The Wisdom of Many Queries: Complexity-Diversity Principle for Dense Retriever Training
Xincan Feng, Noriki Nishida, Yusuke Sakai, Yuji Matsumoto
TL;DR
This work tackles contradictory findings on query diversity in synthetic training for dense retrieval by introducing quality-diversity (Q-D) metrics and the Complexity-Diversity Principle (CDP), which links query complexity to the value of diversity. It proposes zero-shot multi-query synthesis to generate M diverse queries per document using prompt-based prompts with controlled diversity, guided by Q-D metrics, and demonstrates that diversity yields the most gains on reasoning-intensive, multi-hop tasks.
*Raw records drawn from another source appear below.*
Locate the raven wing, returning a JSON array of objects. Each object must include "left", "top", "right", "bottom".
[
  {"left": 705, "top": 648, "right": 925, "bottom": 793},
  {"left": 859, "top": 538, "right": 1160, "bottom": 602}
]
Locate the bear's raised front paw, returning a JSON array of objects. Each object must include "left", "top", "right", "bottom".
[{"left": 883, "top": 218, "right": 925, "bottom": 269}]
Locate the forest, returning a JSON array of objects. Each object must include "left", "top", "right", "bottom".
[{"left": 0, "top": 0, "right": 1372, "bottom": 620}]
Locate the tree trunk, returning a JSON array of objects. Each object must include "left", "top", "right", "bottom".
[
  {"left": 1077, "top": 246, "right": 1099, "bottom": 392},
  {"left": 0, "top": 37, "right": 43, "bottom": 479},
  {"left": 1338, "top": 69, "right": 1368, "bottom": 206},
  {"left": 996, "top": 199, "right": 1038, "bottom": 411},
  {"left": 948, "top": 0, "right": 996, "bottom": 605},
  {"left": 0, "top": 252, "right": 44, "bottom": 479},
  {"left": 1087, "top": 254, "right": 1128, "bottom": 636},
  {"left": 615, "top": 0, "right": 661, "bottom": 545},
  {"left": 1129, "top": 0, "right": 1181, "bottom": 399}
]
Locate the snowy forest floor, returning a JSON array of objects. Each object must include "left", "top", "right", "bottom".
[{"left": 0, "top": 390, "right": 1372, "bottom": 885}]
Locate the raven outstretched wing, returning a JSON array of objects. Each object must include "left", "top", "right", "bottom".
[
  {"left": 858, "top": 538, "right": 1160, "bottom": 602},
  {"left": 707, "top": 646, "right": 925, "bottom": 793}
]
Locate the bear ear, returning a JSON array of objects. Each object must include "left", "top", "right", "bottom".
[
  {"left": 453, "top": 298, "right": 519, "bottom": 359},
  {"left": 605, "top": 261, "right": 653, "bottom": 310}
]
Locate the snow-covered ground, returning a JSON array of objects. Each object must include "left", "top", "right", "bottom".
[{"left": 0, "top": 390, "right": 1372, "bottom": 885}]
Across 31 datasets and four benchmark families, the approach achieves state-of-the-art performance on multi-hop retrieval while revealing a robust, data-efficient trade-off: high-complexity tasks benefit from diversity (CW $>10$), simple tasks may degrade with excessive diversity (CW $<7$). The study provides actionable guidelines for when to apply diversity, highlights diversity as a regularizer, and discusses cost-efficient configurations, with implications for practical dense retriever training and broader generalization.
Abstract
Prior work reports conflicting results on query diversity in synthetic data generation for dense retrieval. We identify this conflict and design Q-D metrics to quantify diversity's impact, making the problem measurable. Through experiments on 4 benchmark types (31 datasets), we find query diversity especially benefits multi-hop retrieval. Deep analysis on multi-hop data reveals that diversity benefit correlates strongly with query complexity ($r$$\geq$0.95, $p$$<$0.05 in 12/14 conditions), measured by content words (CW). We formalize this as the Complexity-Diversity Principle (CDP): query complexity determines optimal diversity. CDP provides actionable thresholds (CW$>$10: use diversity; CW$<$7: avoid it). Guided by CDP, we propose zero-shot multi-query synthesis for multi-hop tasks, achieving state-of-the-art performance.